No staff member is required to watch as individual requests are returned because it takes place instantaneously, but Averitt has a dashboard that allows it to make adjustments to target margin.
“They may be much thinner margins in lanes where we have partial empties, capacity either in our P&D network or in our line-hall schedules; we may have them where we have greater efficiencies than others or we need to add volume in other areas where we have less capacity; those margins are set to higher or lower levels,” Sander said. “We are viewing every single day all of the opportunities that are coming our way, not only what we secure but also what is quoted and we don't secure, and we can evaluate on an ongoing basis what those target margins need to be, what concessions, what price adjustments up or down need to take place given the opportunities we're seeing.”
He said the tool gives Averitt the ability to react to opportunities in real time and make adjustments – more or less aggressive – hourly, daily and weekly.
And the opportunities are abounding with this new pricing system.
Sanders said Averitt has had lesser or greater success customer by customer.
“We've had some customers get on and where we were handling five or 10 shipments per day, we've seen that triple or quadruple. We have seen some customers being quoted, and we haven't seen any shipments yet. I don't know if that's because they're shopping, or if they’re uncomfortable with the process, or if we're returning prices for their shipments that they deem aren't competitive,” he said. “But at a macro level, the customers who've been added to it, we're doing at least three, four times more business than we were doing for that group of customers prior to the implementation.”
And it has helped the company secure larger, more dense shipments with inflated revenue by nine to 10 times, as well, he said, because Averitt is able to provide a little more aggressive pricing than a traditional discount program may have.
“What tends to happen in the old, archaic LTL industry pricing construct, every carrier gives a customer a discount off of some rate tariff. The hope is, based on a customer's entire book of business, that the sum of those parts offer a decent margin for the carrier and an aggressive enough price for the customer that they're happy with it,” Sanders said. “But in that approach, you have some shipments that the carriers lose money on and some that they're charging a premium price. It's just the carrier’s hope that whatever a discount combination they give a customer, the sum of those parts are positive for both parties.”
With Averitt’s new approach, because each individual shipment is given a price based on a tolerable margin from the carrier standpoint, Sanders said it is a cheaper price in many instances. But that’s not always the case. In some instances, he said it may be a less aggressive price but one that is more equitable for both parties based on the characteristics of that individual shipment.

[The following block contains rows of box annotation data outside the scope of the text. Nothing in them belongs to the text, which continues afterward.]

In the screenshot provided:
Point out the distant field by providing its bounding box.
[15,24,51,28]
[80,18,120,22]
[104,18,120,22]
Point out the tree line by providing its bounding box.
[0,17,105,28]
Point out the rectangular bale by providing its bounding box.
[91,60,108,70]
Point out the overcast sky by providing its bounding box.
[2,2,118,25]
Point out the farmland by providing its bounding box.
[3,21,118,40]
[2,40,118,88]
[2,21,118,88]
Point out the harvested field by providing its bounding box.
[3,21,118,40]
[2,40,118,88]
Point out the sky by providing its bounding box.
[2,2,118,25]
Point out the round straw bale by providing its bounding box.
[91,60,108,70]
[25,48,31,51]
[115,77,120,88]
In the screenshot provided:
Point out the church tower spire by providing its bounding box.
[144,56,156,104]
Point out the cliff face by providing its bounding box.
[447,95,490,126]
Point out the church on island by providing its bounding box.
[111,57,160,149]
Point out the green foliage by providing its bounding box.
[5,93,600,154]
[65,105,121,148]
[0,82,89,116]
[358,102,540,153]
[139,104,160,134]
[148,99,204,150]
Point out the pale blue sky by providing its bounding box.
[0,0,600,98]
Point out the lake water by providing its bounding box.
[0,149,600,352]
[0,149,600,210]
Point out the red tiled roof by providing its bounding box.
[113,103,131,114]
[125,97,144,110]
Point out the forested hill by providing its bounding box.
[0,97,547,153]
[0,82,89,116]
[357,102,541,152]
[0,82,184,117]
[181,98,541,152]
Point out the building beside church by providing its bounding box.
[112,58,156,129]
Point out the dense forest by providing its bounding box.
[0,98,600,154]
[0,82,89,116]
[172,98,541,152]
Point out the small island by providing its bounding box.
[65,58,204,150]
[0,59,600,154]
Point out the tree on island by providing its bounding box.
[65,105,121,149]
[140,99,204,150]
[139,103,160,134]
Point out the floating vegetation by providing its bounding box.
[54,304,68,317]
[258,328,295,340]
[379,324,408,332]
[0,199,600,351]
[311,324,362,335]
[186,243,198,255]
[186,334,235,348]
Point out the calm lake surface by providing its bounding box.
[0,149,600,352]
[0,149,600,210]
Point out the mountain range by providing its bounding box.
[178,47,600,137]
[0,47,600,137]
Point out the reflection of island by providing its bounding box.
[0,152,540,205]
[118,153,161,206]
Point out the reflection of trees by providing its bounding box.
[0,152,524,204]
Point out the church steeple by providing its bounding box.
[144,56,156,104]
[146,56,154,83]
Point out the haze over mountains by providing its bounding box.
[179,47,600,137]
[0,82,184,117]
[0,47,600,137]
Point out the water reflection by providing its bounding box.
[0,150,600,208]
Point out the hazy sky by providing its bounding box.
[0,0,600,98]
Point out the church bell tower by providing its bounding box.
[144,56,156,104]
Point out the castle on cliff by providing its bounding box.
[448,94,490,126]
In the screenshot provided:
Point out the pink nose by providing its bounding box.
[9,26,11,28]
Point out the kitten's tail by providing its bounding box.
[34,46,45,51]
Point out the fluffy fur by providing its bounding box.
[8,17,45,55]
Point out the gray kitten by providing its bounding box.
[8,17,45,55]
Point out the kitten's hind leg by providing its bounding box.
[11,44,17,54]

If a customer doesn’t like the price, which is based on a minimum target margin that Averitt “can live with,” then Averitt is comfortable not gaining that business, Sanders said.
“Over the last 10, 20 years, it's become much more a shoppers world – an Amazon world – where people are rate shopping every single potential shipment,” he said. “As that becomes a larger share of the LTL industry pie, this provides hopefully an attractive outlet for shippers to route their shipments. And from a carrier standpoint, it's a more practical way to solicit and bring on those opportunities.”